The discussions with healthcare providers have realized some challenges with the system. Firstly, the computer’s technical ability (Coiera, 2015). The ability of computers to retrieve and send information depends on their age and location. The software requires an internet connection to transfer information from one point to another. Sending information to rural areas is stressful due to poor network coverage compared to urban centers. Secondly, some people on board may not know about using EHRs (Cowie et al., 2017). The patients and healthcare providers easily give up on the system when there are technical malfunctions. The patients would even think of visiting the doctor rather than waiting for information to be sent. Thirdly, the cost of use may be expensive (Aziz, 2017). The technological advancements in healthcare information can require additional costs. Investing in training and the physical infrastructure at the initial stages is expensive. Therefore, the following recommendations have been made to the organization’s Electronic Health Records (EHRs) system.

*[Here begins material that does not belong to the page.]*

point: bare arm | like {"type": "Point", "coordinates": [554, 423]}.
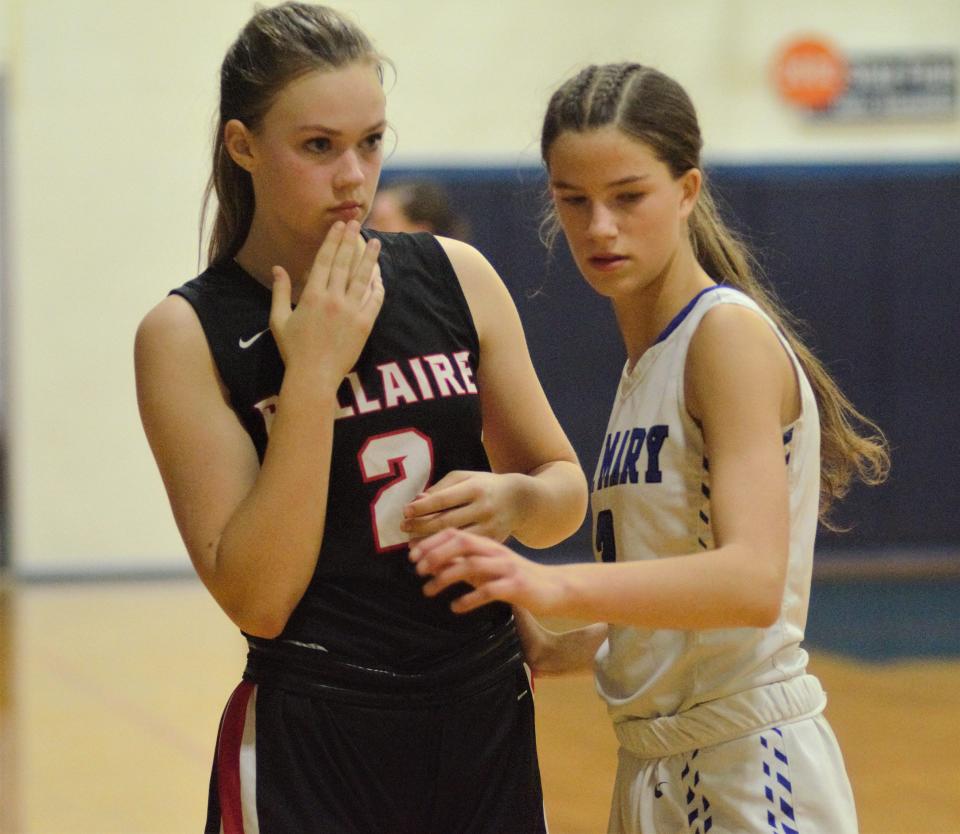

Firstly, Christiana Care Hospital should consider security concerns while implementing electronic health record systems. The security measures should target both the internal environment as well as the external environment. A security officer must be designated to work with a team of experts on health information technology (Iyenga et al., 2018). The team should identify possible threats and weaknesses of the system and address them appropriately. Security, privacy, and confidentiality responsibilities should be assigned to a nurse manager or nursing staff member. Patient information should never leave the healthcare informatics systems without patient authorization. The hospital is tasked with storing data, but full ownership remains with the patient.
Secondly, the organization should use safety experts to advise on the customization, implementation, and use of electronic health records. A customized EHRs system meets the practice’s needs and responds to the practice’s problems more than the generic system (Hoyt & Yoshihashi, 2019). The templates and specialty-specific tools provide an intuitive experience in the system. An organization that prefers dealing without professionals is likely to perform much better. A team of professionals on the same subject has a pool of ideas that can be used in implementing a system. They are experts in a particular area and understand what should be done to achieve desired objectives. They advise on the integrity levels of the system at the initial stages.
Thirdly, the system users should avoid documentation errors at all costs. It would ensure proper data integrity during collection and use. The users of healthcare information systems should be provided with adequate training on its operations (Otokiti, 2019). They have to get equipped with the necessary troubleshooting mechanisms to avoid system failure. The system management must address the gaps that could lead to data manipulation, intentionally or unintentionally. It would ensure that data integrity within the system does not become compromised. An alert has to be created to inform the system manager if an unauthorized person tries to access the patient information.
Fourthly, the organization should be keen on healthcare informatics systems users who misuse their privileges. Some healthcare providers perform unauthorized actions such as browsing through patients’ records. The system should develop mechanisms to protect patient information (Iyenga et al., 2018). Expansion of the healthcare system exposes it to more vulnerable attacks. Thus, the systems have to be continuously updated to prevent easy access. Also, lay-off employees may leave with crucial information on the functionality of the hospital’s systems. Appropriate measures are required to kill individuals with malicious acts in the systems’ operations. It is an area of interest since experts can interfere with the healthcare system information unnoticed. It will need another team of experts to identify such illegalities.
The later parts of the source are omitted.